Further retrospective evidence for the negative impact of poor communication comes from the Closed Claims Project. For example, communication among providers was identified as contributing to patient injury in 13% of all claims originating in ambulatory centers (J Patient Saf 2021;17:513-21). A 2022 study reviewed anesthesia closed claims since 2004 and identified at least one communication failure contributing to patient injury in 43% of claims (Br J Anaesth 2021;127:470-8). The most common contributory factor identified was insufficient or inaccurate information exchange between an anesthesia team member and a surgeon.

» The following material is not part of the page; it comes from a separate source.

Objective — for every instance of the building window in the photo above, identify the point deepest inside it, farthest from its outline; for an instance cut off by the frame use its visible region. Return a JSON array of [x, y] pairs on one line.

However, real-world evidence linked to outcomes, by its nature, will be retrospective and thus potentially tainted by hindsight and outcome bias. The best evidence linking communication deficiencies with decreased clinical performance can be seen in simulation studies. In a prospective study conducted by the Simulation Assessment Research Group, 263 consenting board-certified anesthesiologists doing Maintenance of Certification in Anesthesiology simulation courses each participated in two standardized high-fidelity simulated crisis management scenarios in which communication and teamwork were important elements of successful performance. Trained, independent blinded anesthesiologists scored the video-recorded encounters using standardized competency-based rating tools. Overall, participants successfully completed over 80% of pre-established clinical performance elements. However, in a quarter of the encounters, the anesthesiologist’s behavioral (i.e., teamwork and communication) scores were in the lowest tertile (≤3 out of maximum score of 9). In a scenario involving hemorrhagic shock during laparoscopy, less than half of the participants communicated with the surgeon the need to open the abdomen to obtain definitive surgical hemostasis. During a LAST scenario, nearly one-third of participants failed to ask the surgical gynecologist to clarify what drugs/dose/route was used to perform the field block. Later in that scenario, 31% of participants failed to tell the team that the patient was having intermittent ventricular tachycardia.

The presented case highlights another caveat — cognitive errors often serve as a root cause of an adverse event. Specifically, so-called “anchoring” led the CRNA to focus on maintaining a blood pressure within a required range without questioning the means (i.e., the need for 3,000 ml of crystalloid fluids plus vasopressors) and the reason behind extreme hemodynamic instability. Additionally, it is possible that “overconfidence bias” played a role and prevented the CRNA from seeking advice from his attending anesthesiologist.

Alternatively, performance in a high-stress/high-stakes environment such as the OR can be negatively impacted by fear of speaking up due to intimidation or feelings of insecurity. This especially applies to trainees in a hierarchical academic practice (Saf Sci 2020;125:104648).

This case underscores the importance of creating a safe environment where all perioperative team members feel comfortable communicating their concerns regarding patient management. In a simulated hemorrhage scenario, anesthesia residents exposed to an “impatient” surgeon scored significantly lower on four performance metrics and reported that the environment had a negative impact on team performance, as compared to a control group (BMJ Qual Saf 2019 28:750-7).

Finally, the attending anesthesiologist in this case had not checked on the patient and CRNA throughout the three-hour duration of the case in this off-site location. As the attending of record, not only does this physician have a duty to both the patient and the CRNA, but the Centers for Medicare & Medicaid Services standard for medical direction requires that the physician “monitors the course of anesthesia administration at frequent intervals” (asamonitor.pub/3TpCj6k). While the precise time definition of this requirement is not specified, it is generally advised that such a physical check on the patient should occur every 60-90 minutes.

In conclusion, this case discussion highlights the importance of timely and proper communication within and between the teams, situational awareness, and avoidance of cognitive errors in the perioperative workplace.